The real question is what it costs and what you give up for it. Per-connection pricing that grows with your customer base. A separate Java stack your team has to run. Identity data flowing through servers in the US. Below I line up the four options: WorkOS, Keycloak, Auth0 and building SSO yourself in .NET.
What does WorkOS really cost?
WorkOS is a SaaS platform that offers SSO and SCIM as an API. You integrate their SDK and they handle the SAML/OIDC connections with your customers. Setup takes a few hours. That is where the appeal lives.
The price tag is less friendly. WorkOS charges $125 per SSO connection per month. Ten enterprise customers means $1,250 per month, or $15,000 per year. At fifty customers that climbs to $75,000 per year. And SCIM provisioning sits in the Enterprise plan, so add a bit more on top.
You also give up more than money. The connections run through WorkOS, so migrating means re-onboarding every customer. Your identity data flows through their servers in the US. For customers in government, healthcare or finance, that is often a dealbreaker. And the protocol behavior is fixed: custom claims, specific SCIM mappings or non-standard flows only work if WorkOS happens to support them.
Why does Keycloak chafe for .NET teams?
Keycloak is an open-source identity platform by Red Hat. It handles SSO, federation and user management, and plenty more. Free, and proven at enterprise scale. On paper, the ideal escape from per-connection fees.
For a .NET team the sting is in the stack. Keycloak runs on Java (Quarkus). So your team has to deploy, monitor and patch a separate Java application. It is a full application with its own database, its own configuration and its own upgrade cycle.
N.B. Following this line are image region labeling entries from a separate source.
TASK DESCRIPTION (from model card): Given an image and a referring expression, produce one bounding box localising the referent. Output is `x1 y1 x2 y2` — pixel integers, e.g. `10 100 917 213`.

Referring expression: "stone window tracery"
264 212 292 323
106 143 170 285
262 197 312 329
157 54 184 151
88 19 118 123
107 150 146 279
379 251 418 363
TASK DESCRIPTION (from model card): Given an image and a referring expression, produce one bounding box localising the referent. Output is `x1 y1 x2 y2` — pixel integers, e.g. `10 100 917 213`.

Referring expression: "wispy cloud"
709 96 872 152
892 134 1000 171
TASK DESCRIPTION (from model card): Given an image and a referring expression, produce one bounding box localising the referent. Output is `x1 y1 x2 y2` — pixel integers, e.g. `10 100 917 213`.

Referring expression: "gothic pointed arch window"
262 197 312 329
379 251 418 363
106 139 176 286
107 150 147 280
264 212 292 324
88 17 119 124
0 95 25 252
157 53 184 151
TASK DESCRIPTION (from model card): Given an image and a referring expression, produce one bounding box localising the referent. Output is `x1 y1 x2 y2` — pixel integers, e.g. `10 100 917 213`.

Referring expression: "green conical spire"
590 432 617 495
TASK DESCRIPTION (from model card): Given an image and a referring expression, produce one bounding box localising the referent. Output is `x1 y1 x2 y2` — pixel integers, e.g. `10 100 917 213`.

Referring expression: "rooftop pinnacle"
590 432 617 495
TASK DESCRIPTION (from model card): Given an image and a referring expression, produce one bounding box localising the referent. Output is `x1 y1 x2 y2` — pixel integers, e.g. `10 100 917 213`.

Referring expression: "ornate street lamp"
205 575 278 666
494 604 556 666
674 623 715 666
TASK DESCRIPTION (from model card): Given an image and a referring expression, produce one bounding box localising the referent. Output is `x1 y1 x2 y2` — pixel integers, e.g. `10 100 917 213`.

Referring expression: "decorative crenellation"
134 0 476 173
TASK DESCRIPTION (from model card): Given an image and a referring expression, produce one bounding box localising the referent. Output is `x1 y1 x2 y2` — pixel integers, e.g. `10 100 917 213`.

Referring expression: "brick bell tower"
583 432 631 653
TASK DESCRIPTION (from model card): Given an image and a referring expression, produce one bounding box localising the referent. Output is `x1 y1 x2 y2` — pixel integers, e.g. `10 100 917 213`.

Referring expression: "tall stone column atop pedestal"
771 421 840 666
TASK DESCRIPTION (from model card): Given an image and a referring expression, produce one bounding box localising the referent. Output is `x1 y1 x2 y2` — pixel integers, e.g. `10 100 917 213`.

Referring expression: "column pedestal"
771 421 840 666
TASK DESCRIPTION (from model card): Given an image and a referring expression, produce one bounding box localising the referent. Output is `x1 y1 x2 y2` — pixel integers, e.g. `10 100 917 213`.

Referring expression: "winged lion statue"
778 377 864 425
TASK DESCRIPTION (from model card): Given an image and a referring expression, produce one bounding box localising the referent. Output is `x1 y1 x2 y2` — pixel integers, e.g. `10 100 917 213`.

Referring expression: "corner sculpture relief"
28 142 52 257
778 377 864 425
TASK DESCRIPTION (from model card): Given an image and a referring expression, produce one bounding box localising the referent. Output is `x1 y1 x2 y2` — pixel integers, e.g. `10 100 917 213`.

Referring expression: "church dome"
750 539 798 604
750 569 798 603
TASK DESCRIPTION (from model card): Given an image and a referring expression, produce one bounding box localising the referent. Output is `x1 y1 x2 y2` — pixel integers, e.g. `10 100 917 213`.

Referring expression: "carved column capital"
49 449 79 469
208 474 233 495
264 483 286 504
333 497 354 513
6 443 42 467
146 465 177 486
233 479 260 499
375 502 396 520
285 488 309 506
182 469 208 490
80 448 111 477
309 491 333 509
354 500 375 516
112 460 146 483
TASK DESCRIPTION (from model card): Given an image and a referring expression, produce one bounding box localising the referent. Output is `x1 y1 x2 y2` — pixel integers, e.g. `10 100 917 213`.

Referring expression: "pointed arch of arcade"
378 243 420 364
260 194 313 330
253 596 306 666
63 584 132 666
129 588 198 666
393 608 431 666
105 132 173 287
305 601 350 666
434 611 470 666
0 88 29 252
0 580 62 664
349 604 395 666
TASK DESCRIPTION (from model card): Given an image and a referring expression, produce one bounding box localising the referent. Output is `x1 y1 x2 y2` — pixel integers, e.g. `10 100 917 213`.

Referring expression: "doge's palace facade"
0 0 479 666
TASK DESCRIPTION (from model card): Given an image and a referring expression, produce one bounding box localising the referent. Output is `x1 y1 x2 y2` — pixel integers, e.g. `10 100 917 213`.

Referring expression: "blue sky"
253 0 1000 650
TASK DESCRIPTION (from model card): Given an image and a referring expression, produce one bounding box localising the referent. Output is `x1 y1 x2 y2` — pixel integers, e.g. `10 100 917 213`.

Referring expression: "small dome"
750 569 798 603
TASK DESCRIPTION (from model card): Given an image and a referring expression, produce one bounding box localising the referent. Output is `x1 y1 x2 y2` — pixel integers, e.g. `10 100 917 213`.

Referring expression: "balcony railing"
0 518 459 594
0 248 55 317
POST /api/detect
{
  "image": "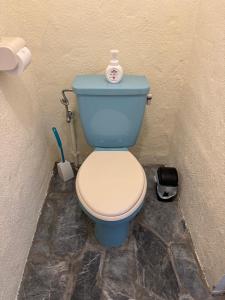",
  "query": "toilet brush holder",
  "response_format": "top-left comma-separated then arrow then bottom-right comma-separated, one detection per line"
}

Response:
52,127 -> 74,181
57,160 -> 74,181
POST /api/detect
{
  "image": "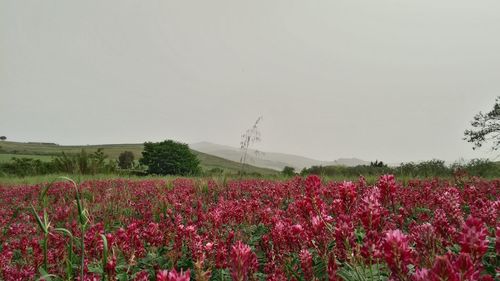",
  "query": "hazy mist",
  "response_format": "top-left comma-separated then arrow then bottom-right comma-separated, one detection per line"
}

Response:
0,0 -> 500,162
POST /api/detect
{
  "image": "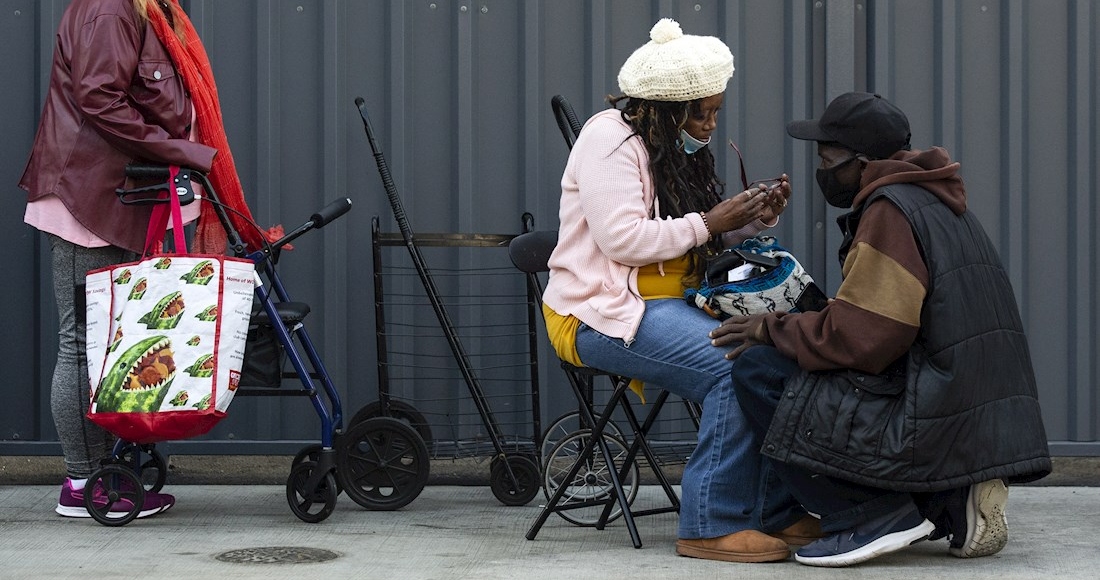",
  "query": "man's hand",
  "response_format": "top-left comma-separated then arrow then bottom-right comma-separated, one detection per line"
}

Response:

An extra system, then, that you maintain alongside your existing product.
Then there is the complexity. Keycloak can do almost anything, and that flexibility is exactly what makes configuration hard. The admin console has hundreds of options and the learning curve is steep. Your .NET SaaS talks to Keycloak over HTTP, and the moment you want custom logic, you write Keycloak SPIs in Java.
Where does Auth0 / Okta get painful?
Auth0, now part of Okta, is identity-as-a-service. Similar to WorkOS, only broader. Login, MFA, user management and SSO all sit in one platform.
The pain shows up in a few places. Auth0 charges per active user. So with B2B SaaS and thousands of enterprise users the costs add up fast, and the enterprise SSO features sit right in the most expensive plans. The vendor lock-in is the same story as WorkOS: your identity data lives at Auth0 and migrating is a project in itself. And if you only need SSO and SCIM for your existing .NET application? You are paying for a broad platform where you never touch 80% of the features.
What does building custom in .NET give you?
The fourth option gets too little attention: build SSO and SCIM as part of your own .NET application. No external dependency. No monthly per-connection fees.
What you get back is control. The code is yours, so you can modify, extend or switch hosting without migrating anything. Whether you have 5 or 500 enterprise customers, the cost stays the same. Identity data stays in your own database on your own infrastructure, which makes compliance a lot easier. Custom claims, specific SCIM mappings and non-standard SAML configurations you tune to what your customers actually need. And it runs natively in your existing ASP.NET Core application. No Java, no external SDKs.
The price is a one-time investment of 4 to 6 weeks of development. For that you do need knowledge of OAuth2, OpenID Connect, SAML and SCIM. This is not a weekend project.
How do the four compare?
| WorkOS | Keycloak | Auth0 | Custom .NET | |
|---|---|---|---|---|
| Cost at 50 customers | ~$75,000/year | Free (+ ops) | Variable (high) | One-time |
| Vendor lock-in | Yes | No | Yes | No |
| Data sovereignty | No (US) | Yes (self-hosted) | No (US/EU) | Yes |
| Tech stack | SaaS API | Java | SaaS API | .NET native |
| Setup time | Hours | Weeks | Hours | 4-6 weeks |
| Customizability | Limited | High (Java) | Limited | Full |
When do you choose what?
There is no winner that fits every case. It depends on your growth, your compliance requirements and how much control you want to keep over a core feature. Three very different questions, with a different answer per situation.
- WorkOS or Auth0 when you need SSO quickly, expect few enterprise customers, and the monthly fees are acceptable.
- Keycloak when your team has Java experience and you want to run a broad identity platform alongside your .NET application.
- Custom in .NET when you expect more than a handful of enterprise customers, data sovereignty matters, or you don't want an external dependency for a core feature of your product.
How many enterprise customers do you expect two years from now? That number often decides whether a per-connection price is smart or expensive.